Taking notes (and later synthesizing them) from a question-centered perspective showed me why citations are useful beyond just crediting others. If I were comfortable with an easy to use citation style (AuthorYear?), i could refer to the sources that way in my notes and in my synthesis docs and more easily create the type of "X says, Y says" conversations between sources that I think are so useful.

That seems to be the root of my aversion to doing this type of source vs source conversation. I knew I was going to post a blog with my synthesis, and the idea of going back and fixing all the citations into a coherent style made me not want to do it in the first place.

Elizabeth recommends writing out the answers to your sub questions in the same doc as the questions themselves. Step 9 of her extended process description is just "Change title of page to Synthesis: My Conclusion" because your questions now all have answers. I found this advice to be very helpful. I would sometimes get tired of just reading and note taking, and feel like I should be done. Then I'd go write up the answers to my questions, and in doing so I'd come to a point that I couldn't really explain yet. That would re-energize me, as suddenly there was an interesting question to address. The act of organizing all the things I'd read about helped me focus on why I was interested in the question in the first place as well as what I still didn't understand. This aspect of the process, creating questions and then long-form answering them in my own words, seems to cause me to automatically do the Feynman Technique.

KB and me

I liked this experiment. I learned what I wanted to learn on an object level, and doing it felt more free and curiosity driven than a lot of my reading and learning. I think regardless of what I do for future learning projects, I'll definitely do the question decomposition part of KB again. I'm not quite sure about using the note-taking structure of the method; I'll need to experiment with it a bit more.

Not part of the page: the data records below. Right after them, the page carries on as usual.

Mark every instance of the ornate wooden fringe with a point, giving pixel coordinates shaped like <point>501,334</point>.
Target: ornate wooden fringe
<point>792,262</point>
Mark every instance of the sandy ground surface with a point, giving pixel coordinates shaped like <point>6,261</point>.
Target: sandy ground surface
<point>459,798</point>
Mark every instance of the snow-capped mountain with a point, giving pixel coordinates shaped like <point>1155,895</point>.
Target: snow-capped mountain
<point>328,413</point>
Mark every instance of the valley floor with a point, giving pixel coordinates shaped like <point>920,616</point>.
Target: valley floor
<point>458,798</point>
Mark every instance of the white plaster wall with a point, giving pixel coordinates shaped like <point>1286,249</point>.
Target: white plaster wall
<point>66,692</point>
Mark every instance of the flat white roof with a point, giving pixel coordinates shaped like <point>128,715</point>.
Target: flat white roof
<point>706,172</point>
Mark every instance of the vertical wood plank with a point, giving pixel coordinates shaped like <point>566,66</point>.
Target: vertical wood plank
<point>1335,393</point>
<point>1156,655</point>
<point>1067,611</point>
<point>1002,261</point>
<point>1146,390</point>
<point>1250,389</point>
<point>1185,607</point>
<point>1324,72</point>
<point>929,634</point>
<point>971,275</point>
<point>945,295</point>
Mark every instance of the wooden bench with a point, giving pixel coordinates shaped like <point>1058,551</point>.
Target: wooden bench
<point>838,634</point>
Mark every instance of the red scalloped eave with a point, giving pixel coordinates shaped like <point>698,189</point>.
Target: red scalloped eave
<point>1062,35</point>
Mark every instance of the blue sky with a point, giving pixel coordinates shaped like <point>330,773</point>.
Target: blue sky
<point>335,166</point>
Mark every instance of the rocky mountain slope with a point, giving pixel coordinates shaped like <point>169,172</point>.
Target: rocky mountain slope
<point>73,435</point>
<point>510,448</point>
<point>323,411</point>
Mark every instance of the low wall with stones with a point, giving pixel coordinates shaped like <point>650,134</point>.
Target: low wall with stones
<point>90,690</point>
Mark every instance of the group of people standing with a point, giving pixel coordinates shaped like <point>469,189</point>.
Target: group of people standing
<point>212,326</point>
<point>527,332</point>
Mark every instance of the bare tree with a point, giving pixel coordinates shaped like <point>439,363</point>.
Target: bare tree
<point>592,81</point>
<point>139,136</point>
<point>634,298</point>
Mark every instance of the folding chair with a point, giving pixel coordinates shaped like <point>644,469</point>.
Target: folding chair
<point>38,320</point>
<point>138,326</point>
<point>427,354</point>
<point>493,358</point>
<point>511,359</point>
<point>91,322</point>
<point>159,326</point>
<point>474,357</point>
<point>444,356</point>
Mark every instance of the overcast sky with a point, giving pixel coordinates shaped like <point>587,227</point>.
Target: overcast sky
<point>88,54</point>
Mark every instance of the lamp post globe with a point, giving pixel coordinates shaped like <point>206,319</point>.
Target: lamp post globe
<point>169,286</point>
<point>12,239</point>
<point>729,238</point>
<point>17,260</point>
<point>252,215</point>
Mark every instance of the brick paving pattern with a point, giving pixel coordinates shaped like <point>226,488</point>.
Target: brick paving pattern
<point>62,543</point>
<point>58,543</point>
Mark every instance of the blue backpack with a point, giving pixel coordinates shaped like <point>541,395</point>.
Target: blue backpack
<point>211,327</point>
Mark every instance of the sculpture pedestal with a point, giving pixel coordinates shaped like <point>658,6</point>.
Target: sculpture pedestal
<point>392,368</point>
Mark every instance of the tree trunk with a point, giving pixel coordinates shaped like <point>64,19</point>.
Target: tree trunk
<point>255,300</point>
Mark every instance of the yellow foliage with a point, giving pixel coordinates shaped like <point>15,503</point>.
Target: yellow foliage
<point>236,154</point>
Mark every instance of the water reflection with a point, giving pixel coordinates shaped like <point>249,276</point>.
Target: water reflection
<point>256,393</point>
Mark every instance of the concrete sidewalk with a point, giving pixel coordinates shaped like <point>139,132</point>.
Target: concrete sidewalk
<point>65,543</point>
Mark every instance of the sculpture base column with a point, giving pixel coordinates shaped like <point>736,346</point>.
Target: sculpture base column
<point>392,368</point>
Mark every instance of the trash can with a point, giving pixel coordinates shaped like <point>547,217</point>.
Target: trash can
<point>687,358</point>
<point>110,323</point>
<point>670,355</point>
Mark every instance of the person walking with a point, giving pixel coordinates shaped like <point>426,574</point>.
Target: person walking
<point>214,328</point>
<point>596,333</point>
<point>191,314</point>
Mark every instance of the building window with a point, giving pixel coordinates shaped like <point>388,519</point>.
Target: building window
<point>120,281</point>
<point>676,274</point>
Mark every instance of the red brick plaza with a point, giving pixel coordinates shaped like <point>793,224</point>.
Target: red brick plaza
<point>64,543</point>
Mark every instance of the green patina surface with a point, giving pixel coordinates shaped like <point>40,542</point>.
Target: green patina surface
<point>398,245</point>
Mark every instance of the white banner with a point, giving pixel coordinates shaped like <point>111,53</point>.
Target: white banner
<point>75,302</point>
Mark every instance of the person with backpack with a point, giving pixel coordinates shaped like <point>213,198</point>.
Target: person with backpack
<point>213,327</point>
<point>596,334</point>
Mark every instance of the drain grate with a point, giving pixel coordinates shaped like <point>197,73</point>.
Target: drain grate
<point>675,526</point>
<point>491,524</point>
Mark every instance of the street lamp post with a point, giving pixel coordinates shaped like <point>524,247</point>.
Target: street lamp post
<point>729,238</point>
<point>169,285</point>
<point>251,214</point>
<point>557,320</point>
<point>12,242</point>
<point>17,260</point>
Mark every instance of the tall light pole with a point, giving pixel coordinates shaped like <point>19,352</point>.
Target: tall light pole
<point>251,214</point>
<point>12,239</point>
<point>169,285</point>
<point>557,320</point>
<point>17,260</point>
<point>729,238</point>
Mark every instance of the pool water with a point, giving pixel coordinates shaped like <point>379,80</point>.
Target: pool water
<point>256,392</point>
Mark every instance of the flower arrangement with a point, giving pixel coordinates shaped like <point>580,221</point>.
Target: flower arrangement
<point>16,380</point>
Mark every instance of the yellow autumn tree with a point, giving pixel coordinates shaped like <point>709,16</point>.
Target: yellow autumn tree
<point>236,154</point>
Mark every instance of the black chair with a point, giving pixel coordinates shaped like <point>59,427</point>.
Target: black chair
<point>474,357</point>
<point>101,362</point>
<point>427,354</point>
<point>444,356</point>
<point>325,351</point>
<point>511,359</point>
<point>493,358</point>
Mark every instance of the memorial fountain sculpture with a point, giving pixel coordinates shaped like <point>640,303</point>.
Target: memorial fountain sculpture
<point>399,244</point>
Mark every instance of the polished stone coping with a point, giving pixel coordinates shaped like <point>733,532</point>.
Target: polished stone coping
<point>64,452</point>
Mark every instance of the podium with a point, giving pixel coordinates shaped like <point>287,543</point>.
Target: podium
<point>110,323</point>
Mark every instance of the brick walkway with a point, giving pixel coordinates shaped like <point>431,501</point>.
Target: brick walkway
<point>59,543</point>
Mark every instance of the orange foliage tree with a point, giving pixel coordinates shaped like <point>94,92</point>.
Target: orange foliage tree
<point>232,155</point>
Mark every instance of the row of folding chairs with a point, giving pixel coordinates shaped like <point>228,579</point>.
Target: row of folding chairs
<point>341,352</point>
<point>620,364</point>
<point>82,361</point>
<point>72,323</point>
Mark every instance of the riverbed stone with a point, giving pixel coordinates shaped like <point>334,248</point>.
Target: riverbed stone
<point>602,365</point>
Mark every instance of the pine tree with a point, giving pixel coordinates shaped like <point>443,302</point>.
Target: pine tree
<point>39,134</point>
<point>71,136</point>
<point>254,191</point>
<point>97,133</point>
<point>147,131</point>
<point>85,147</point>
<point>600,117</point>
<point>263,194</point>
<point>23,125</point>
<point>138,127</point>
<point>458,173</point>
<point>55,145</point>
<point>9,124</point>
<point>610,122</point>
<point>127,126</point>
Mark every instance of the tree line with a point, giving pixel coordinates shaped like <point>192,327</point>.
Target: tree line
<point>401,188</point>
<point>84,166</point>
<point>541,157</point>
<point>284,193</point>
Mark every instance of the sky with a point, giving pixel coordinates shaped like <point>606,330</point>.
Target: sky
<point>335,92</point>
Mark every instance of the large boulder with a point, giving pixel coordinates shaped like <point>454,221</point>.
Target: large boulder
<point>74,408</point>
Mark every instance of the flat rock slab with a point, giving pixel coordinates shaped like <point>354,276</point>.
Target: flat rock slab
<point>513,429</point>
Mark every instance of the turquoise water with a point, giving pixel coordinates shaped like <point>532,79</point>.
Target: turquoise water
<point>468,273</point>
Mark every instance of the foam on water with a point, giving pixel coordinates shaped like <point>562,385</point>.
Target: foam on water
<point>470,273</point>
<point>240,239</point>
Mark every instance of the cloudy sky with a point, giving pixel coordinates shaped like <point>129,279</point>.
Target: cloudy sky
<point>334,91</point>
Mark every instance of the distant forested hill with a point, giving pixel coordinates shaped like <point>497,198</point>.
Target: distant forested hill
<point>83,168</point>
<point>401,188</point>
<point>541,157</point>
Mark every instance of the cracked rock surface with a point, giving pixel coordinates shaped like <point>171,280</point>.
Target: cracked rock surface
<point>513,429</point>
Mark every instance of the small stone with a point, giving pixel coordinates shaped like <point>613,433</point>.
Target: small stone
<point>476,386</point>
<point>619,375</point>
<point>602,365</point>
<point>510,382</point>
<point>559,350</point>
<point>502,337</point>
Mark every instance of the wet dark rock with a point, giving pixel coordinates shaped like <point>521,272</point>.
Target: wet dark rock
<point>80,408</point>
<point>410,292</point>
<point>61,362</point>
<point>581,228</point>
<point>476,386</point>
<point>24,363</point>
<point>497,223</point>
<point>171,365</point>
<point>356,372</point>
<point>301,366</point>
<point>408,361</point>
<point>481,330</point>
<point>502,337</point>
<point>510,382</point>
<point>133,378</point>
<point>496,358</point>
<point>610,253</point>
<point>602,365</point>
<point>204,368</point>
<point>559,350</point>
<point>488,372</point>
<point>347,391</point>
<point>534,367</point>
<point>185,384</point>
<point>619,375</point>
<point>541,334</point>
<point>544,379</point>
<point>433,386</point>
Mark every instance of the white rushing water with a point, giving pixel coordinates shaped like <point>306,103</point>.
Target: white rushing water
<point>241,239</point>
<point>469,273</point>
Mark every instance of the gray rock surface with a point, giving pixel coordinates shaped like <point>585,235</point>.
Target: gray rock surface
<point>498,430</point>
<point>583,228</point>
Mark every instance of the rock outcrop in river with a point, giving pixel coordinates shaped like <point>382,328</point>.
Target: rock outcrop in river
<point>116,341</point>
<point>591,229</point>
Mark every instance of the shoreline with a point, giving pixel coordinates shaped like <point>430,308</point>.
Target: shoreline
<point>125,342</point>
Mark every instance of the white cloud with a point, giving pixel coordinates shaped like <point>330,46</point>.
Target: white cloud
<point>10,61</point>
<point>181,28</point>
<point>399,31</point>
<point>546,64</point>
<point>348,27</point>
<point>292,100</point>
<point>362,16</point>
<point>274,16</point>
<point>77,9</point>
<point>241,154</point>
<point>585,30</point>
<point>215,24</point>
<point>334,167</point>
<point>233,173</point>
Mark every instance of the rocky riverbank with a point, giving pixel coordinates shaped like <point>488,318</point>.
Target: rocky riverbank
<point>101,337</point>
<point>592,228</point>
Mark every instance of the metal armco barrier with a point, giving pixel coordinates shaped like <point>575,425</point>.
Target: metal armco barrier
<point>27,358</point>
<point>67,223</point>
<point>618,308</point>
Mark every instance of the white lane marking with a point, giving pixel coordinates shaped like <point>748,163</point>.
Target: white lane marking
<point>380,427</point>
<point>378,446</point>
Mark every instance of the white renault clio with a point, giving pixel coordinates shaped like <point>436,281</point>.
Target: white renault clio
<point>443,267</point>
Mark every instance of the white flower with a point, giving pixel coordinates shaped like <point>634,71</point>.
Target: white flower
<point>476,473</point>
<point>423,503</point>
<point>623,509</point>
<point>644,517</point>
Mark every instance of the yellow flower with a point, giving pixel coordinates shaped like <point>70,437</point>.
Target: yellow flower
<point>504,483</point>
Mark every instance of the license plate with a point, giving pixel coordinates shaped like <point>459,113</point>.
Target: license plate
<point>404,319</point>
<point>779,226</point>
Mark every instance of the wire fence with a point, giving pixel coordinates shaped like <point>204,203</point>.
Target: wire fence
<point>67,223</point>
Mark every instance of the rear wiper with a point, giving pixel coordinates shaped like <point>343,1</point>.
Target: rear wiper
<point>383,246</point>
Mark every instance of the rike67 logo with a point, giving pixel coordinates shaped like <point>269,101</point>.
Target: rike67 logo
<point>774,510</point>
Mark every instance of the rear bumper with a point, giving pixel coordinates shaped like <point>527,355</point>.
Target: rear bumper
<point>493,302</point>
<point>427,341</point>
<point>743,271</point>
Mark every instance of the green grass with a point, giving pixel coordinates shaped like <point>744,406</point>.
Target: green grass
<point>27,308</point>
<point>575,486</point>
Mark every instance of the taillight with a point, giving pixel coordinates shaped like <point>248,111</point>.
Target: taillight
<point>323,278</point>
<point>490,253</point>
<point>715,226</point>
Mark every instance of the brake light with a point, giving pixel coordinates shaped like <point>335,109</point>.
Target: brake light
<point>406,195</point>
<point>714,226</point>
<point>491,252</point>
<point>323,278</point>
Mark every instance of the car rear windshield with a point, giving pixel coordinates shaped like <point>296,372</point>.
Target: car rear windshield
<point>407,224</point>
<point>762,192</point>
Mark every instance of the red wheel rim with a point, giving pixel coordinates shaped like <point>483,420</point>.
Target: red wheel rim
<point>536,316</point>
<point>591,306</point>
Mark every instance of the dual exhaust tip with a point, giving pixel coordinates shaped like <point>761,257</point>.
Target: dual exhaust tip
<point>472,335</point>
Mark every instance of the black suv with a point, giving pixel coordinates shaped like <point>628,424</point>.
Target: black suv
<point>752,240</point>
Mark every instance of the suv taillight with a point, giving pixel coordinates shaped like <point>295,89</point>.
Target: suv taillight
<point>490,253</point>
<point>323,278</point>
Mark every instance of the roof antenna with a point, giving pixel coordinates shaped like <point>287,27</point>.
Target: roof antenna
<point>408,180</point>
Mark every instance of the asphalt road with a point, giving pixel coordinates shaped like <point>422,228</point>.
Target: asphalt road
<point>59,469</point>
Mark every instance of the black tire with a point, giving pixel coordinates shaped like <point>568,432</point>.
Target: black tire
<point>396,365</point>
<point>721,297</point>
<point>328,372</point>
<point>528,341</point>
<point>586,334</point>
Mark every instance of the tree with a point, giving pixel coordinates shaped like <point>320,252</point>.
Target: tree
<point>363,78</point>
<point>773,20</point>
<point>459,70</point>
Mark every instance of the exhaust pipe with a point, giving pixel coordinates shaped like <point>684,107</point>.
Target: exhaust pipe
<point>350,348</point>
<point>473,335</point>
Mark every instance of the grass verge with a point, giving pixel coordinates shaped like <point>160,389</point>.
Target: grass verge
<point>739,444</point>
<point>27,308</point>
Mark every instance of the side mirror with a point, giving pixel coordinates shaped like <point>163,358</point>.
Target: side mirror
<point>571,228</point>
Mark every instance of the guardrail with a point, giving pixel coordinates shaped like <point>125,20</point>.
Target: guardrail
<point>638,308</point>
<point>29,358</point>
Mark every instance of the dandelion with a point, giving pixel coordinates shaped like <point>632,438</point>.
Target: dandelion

I do think that I'd want to know better how to use my tools before I do the next project like this. For this first project, I had the excitement of doing a new thing a new way to keep me doing the method. I think once the excitement of a new method wears off, the friction of notetaking could stop me from doing it if I didn't get good at markdown and zettlr/Roam first.

Honestly, I think one of the greatest benefits to this project was the introspection of trying to figure out how well I was learning. If I hadn't been paying attention to my own thoughts and motivations, this project could have produced similar understanding of my original question without really giving me any information about how I learn or what emotional blocks were contributing to poor learning methods. That's not really a part of Knowledge Bootstrapping on it's own, but maybe having a backburner process running in my mind asking how my learning is going would help me more than it would slow me down.